ESC_ASS=$(printf %s "$WORK/lyrics.ass" | sed -e 's/\\/\\\\/g' -e "s/'/\\\\'/g" -e 's/:/\\:/g')

ffmpeg -hide_banner -y \
  -i "$SRC" \
  -i "$WORK/karaoke-audio.m4a" \
  -filter_complex "[0:v]ass='${ESC_ASS}'[v]" \
  -map "[v]" -map 1:a \
  -c:v libx264 -crf 18 -preset medium \
  -c:a copy \
  -movflags +faststart \
  "$OUT"

The ass filter (vs subtitles) honours full ASS styling including animations.
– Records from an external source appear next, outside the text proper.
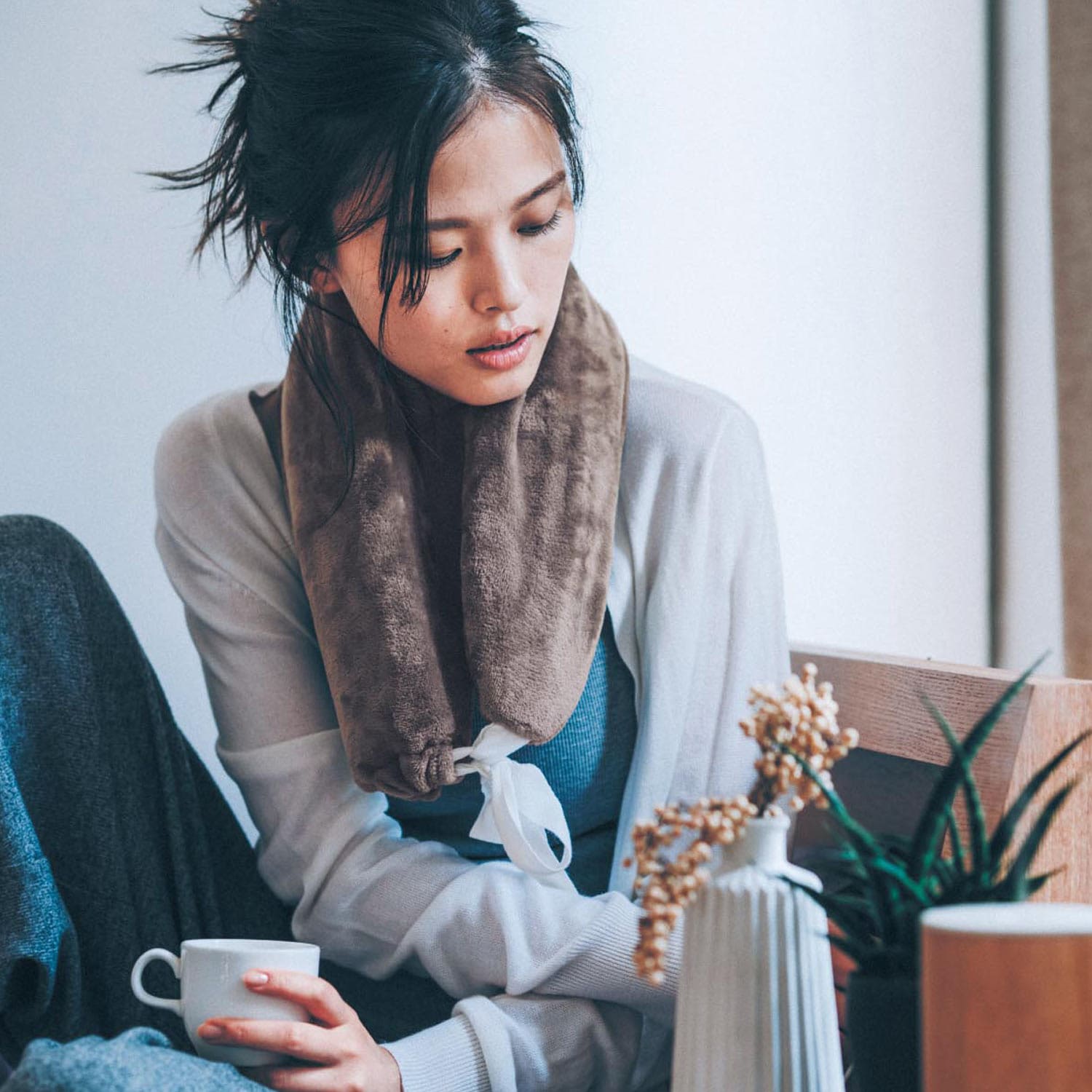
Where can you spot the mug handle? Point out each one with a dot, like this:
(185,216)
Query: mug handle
(135,980)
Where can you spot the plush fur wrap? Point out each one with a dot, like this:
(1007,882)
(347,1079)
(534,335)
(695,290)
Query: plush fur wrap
(473,547)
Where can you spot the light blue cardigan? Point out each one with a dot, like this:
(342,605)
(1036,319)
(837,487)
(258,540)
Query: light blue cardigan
(548,993)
For audio-only sources (no source video), pair this with audio-to-music-video to produce a waveform background, then run karaoke-video over that synthesised video.

8. Cleanup

rm -rf "$WORK"

…unless the user wants to keep the stems for further work — in which case copy to <project>/working/stems/ first.

9. Report

Source     : path/to/song.mp4
Stems      : separated via Demucs (htdemucs)
Vocals     : attenuated -12 dB (alt: mute / -6dB / -18dB)
Lyrics     : 42 lines (whisper-transcribed from isolated vocal)
Style      : word-highlight, ♪ glyphs, bouncy fade
Output     : path/to/song.karaoke.mp4 (1080p, 4:32, 38 MB)

Notes

Demucs first run downloads the htdemucs model (~80 MB). Subsequent runs are fast.
If the user wants a true sing-along (perfect per-syllable timing), forced alignment (e.g. aeneas, whisperx) is the right tool — out of scope here.
Music-note glyph rendering depends on the system having a font that covers U+266A. Inter does. If a custom font is set in preferences.subtitle_style, verify it before rendering.
Demucs is GPU-accelerated when CUDA is available. On AMD-only systems it runs CPU-only — separation of a 4-min track takes ~2–4 minutes.